How to Evaluate Your Church’s Worship Service

Too often, we spend little time evaluating our worship service. We may critique on the basis of attendance, but seldom do we review it with intentionality. This weekend, use these questions to evaluate your church’s worship service:

  1. Do I want to know God more as a result of attending the service? This question is a fundamental one. It’s possible that a worship service directs our attention to the preacher, the praise team, the building, the church’s activities, etc. – but not truly to God. Genuine worship should lead me to kneel before God in awe and wonder, longing to know Him more while also recognizing His holiness.
  2. If I know only the lyrics of the songs sung, would I know the gospel? Strong biblical praise can also be a great witness, as long as the lyrics lay out the gospel. Evaluate to see if this weekend’s lyrics talk more about God or about the worshipper.
  3. How much would I know about Jesus at the end of the service? The story of the early church is centered around Jesus. They talked about Him, preached about Him, and lived for Him. If your service doesn’t direct people to Jesus, something is misdirected.
  4. Do I know more of the Word of God as a result of attending the service? Sometimes the Word of God is undeniably central to a service. At other times, it’s simply an “evangelical launching pad,” meaning it’s only a perfunctory part of a service because evangelicals know we must at least refer to it. Which description best fits your church?
  5. Would I know how my life should change after hearing the sermon? This question is the application one. Worship ought to lead to action; that is, the singing and preaching of the Word should clearly show me how to adjust my life to what God wants. If I must on my own figure out the application, I’m less likely to do so.
  6. Does the church glorify God by expecting excellence in all things? The worship service provides multiple opportunities to display God’s glory through our excellence (e.g., musical performance, sermon preparation, service clarity and direction). The church that settles for second best is saying something about their respect for God.
  7. Would I likely want to come back to the church because God’s presence is real there? Evaluate your list of guests who have attended in the last six months, and see how many returned for 2nd and 3rd+ times. If no one ever returns, that finding tells you something. I would at least wonder how strongly folks feel like they meet with God when worshiping with your congregation.

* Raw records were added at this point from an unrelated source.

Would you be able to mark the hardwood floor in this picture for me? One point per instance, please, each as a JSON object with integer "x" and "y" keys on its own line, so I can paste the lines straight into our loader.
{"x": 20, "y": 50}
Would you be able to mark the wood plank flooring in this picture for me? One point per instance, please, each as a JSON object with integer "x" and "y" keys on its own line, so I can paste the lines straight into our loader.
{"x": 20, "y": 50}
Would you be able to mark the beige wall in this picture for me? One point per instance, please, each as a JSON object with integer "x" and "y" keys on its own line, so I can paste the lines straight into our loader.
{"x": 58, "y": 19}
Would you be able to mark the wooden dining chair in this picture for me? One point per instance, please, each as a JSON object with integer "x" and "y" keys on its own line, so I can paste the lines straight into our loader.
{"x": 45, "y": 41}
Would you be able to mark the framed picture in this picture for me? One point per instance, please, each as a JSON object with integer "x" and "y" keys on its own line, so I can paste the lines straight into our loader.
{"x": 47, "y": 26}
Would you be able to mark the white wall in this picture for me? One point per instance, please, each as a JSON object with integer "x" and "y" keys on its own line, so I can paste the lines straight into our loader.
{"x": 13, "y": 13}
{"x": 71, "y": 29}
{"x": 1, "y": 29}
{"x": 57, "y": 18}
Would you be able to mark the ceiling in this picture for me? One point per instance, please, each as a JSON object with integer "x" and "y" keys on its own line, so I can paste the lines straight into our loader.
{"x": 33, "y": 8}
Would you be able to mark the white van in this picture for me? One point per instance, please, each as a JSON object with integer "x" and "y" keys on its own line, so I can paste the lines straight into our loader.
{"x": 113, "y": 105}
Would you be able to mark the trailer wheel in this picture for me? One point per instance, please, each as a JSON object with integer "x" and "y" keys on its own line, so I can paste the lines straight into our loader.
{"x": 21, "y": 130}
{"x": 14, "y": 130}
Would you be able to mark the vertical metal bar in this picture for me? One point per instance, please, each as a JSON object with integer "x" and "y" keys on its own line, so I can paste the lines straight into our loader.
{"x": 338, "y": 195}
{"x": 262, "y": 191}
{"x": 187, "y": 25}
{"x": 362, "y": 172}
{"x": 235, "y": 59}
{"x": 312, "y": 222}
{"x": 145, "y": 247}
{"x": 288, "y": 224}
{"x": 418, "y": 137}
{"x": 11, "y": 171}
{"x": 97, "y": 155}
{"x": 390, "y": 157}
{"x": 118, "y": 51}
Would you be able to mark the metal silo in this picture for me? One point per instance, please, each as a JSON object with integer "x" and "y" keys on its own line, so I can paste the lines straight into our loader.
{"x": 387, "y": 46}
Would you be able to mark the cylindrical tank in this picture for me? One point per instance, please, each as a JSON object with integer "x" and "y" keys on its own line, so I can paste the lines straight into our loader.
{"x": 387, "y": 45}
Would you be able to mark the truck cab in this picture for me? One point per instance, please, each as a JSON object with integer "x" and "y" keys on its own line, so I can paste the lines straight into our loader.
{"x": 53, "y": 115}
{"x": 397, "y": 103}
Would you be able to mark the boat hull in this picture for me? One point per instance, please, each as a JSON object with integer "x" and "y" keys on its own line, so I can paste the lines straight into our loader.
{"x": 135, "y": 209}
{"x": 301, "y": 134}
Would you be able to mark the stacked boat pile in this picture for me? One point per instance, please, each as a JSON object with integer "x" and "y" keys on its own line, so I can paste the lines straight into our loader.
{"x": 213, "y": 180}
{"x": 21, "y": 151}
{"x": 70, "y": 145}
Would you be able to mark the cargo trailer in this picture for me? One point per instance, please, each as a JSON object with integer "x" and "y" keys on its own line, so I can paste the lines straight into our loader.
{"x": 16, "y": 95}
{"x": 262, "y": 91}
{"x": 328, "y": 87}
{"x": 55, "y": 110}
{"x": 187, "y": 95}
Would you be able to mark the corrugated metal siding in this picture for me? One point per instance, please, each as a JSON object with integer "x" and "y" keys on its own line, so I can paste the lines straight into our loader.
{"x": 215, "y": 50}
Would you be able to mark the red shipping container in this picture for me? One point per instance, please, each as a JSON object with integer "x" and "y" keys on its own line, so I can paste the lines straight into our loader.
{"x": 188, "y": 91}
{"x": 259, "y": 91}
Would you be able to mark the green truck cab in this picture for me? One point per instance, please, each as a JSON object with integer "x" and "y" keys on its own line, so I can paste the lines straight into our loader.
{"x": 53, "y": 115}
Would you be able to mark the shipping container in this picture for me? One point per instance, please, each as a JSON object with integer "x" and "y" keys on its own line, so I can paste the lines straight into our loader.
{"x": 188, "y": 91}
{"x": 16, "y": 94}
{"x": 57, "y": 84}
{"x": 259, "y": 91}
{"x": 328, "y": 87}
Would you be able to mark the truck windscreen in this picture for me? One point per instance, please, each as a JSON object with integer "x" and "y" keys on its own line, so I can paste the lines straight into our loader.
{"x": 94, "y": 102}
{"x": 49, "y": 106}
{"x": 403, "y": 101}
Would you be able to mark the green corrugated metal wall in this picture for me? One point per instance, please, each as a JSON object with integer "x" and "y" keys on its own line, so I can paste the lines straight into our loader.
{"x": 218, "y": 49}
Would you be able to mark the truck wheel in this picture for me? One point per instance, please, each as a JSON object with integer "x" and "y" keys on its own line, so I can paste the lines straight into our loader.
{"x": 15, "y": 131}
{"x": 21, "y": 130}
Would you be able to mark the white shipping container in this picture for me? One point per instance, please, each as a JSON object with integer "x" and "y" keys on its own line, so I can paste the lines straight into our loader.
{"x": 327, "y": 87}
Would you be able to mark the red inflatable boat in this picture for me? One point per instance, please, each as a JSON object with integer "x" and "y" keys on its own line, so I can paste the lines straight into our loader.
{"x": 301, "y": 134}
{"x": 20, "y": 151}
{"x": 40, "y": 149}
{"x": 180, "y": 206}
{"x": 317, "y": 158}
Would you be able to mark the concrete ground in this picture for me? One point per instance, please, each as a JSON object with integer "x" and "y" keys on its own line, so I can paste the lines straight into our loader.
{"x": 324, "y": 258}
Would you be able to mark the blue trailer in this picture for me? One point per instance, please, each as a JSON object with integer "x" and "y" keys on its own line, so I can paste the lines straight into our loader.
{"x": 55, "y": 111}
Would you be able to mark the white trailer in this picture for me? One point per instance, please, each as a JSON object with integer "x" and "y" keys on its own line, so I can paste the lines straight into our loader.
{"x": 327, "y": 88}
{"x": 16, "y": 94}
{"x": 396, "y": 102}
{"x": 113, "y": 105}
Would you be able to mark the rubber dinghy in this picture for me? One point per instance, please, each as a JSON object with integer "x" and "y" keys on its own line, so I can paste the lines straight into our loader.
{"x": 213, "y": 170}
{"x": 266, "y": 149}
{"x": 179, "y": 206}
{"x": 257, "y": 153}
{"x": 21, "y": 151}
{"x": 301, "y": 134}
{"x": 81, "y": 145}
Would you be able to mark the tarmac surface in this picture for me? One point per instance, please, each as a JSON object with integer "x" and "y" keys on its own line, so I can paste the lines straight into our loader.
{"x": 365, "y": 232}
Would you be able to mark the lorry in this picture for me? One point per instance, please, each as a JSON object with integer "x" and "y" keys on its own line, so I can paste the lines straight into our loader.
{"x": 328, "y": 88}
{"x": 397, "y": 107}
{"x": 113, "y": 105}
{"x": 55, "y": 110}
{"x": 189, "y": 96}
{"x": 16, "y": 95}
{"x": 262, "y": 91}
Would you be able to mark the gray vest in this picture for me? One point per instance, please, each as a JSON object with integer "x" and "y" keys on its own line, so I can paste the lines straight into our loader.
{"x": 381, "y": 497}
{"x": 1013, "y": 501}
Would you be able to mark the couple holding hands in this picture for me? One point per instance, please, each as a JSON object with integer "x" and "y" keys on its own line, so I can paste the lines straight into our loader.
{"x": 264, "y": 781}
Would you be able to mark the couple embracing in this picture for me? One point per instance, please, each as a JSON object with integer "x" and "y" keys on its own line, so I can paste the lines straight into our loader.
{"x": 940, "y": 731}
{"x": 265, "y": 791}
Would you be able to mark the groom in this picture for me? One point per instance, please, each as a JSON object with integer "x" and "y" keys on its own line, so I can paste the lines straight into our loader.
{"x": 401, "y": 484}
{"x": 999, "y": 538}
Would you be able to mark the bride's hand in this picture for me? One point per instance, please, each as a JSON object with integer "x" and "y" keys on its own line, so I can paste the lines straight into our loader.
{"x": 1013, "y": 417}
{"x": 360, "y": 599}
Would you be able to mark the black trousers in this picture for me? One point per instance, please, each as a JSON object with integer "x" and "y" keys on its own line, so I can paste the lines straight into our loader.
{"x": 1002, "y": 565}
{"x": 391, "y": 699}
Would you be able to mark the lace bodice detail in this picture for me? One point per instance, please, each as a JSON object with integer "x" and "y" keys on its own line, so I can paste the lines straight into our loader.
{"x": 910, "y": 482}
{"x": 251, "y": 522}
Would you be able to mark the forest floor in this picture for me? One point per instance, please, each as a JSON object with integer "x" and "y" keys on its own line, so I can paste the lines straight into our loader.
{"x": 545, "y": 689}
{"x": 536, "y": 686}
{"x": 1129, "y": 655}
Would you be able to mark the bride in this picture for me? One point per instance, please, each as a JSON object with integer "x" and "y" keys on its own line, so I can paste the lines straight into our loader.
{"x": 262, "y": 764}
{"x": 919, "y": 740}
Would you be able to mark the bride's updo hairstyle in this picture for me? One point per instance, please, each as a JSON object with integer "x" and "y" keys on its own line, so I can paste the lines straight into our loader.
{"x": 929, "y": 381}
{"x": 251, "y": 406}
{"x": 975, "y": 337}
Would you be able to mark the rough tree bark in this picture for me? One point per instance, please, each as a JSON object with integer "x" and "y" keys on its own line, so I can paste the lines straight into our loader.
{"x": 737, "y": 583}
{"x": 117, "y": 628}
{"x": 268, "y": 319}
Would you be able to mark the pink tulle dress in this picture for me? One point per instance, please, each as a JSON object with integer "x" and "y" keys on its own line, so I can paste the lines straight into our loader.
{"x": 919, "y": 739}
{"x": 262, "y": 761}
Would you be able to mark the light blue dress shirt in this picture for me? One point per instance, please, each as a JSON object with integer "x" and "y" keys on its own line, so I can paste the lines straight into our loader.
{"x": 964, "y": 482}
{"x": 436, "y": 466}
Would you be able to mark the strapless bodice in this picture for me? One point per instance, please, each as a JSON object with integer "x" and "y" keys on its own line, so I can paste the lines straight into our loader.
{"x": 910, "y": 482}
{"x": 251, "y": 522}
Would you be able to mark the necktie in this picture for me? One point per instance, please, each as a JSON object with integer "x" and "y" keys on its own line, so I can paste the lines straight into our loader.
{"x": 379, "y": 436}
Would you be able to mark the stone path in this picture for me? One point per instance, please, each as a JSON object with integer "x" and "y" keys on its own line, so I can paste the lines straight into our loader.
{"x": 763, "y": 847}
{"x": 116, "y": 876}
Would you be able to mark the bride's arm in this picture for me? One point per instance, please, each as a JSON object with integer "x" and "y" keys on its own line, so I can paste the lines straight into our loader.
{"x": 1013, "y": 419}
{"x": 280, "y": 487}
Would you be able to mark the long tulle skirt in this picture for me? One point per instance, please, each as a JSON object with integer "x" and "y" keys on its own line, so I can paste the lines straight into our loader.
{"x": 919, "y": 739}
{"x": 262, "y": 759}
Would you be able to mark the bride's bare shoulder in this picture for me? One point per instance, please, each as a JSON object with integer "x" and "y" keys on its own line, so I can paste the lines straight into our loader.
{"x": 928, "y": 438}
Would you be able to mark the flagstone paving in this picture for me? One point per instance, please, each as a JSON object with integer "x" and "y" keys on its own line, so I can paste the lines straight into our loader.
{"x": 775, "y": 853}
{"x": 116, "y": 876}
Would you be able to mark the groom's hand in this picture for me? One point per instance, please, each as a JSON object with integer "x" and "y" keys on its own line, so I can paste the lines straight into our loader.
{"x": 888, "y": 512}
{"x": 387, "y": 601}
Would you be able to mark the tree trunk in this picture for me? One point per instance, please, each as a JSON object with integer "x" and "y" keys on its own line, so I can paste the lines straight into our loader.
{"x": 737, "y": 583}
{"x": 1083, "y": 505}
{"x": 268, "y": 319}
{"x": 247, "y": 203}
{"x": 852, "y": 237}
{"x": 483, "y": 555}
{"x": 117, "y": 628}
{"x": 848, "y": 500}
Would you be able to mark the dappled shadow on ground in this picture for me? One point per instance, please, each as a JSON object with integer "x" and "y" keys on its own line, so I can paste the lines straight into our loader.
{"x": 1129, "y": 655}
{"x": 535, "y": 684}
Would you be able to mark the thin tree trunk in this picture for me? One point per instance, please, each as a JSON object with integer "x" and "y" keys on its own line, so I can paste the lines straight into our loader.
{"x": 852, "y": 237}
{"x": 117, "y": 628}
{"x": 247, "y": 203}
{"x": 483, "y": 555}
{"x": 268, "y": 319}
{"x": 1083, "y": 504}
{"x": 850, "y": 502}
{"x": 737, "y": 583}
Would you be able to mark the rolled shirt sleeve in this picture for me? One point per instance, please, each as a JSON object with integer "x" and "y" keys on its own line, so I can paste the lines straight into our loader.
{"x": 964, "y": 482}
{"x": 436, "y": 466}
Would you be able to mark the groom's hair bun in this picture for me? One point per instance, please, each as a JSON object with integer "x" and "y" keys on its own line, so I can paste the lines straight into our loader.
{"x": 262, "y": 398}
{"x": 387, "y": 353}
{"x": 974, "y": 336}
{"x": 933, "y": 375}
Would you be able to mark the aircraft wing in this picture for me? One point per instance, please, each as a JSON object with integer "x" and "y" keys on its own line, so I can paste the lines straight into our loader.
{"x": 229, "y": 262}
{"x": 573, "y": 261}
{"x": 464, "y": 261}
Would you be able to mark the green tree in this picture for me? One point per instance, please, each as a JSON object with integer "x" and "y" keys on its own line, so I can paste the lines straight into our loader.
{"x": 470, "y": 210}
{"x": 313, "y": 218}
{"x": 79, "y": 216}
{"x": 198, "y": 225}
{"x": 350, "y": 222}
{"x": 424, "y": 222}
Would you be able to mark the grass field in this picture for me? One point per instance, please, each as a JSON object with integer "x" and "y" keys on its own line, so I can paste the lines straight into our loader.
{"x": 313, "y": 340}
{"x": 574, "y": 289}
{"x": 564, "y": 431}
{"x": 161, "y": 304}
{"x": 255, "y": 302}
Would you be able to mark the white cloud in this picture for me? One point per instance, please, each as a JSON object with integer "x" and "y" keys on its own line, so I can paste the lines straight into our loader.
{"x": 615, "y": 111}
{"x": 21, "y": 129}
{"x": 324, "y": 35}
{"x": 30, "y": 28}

What other questions would you add to this list?

12 Comments

  • Edward Thal says:

    Excellent summary! I would like to use a shortened version in our Sunday bulletin, with your permission.

  • Lou says:

    Unfortunately, today many Christians are not looking for what is best for them.Many mega churches have ruined them and now they go around looking for all their felt needs to be met. They have a hard time with a simple church and true Gospel preaching. They are wanting their “style” of music to be played and want to get a buzz.

    • Chuck Lawless says:

      Thanks, Lou. I’m not sure megachurches are always the cause, but your point about felt needs is fair. 

      • Lou says:

        I guess it would be fair to say instead of “mega churches”, churches with resources. Those who have the money to buy the climbing wall for the youth group, the smoke and bubble machine and light show for worship; The paid professional musicians, the decor that appeals to the senses, the look of success that appeals to our soulish nature. All these things are a real factor in attracting many a Christian to these types of churches instead of what is most important. Trust me, we are in the land of many of these churches all around us and are struggling to survive as a simple church with little resources and few people but powerful Gospel preaching. Those who come to us, come for the preaching/teaching and are tired of all the bells and whistles with no substance. I liken it to junk food. When the Church continues to nurture Christians on junk food, those Christians no longer recognize real food, They are not aware of their sick condition. They do not know any different. They end up craving more of the same junk food they eat instead of real food that will help them grow. It grieves my heart to see this sad condition all around me. And the result is a shocking lack of holiness.

  • Chuck Lawless says:

    Thanks for the clarification, Lou. Appreciate it!

  • Andrea says:

    today we sang “Who Am I?” and the lyric, “not because of who I am but because of who You are” has stayed with me all day. Also the fruit of the Spirit, patience (paired with courage) was our sermon topic.

  • Noah says:

    Is their a worship service order that would be suggested that lessens distractions and glorifies God richly?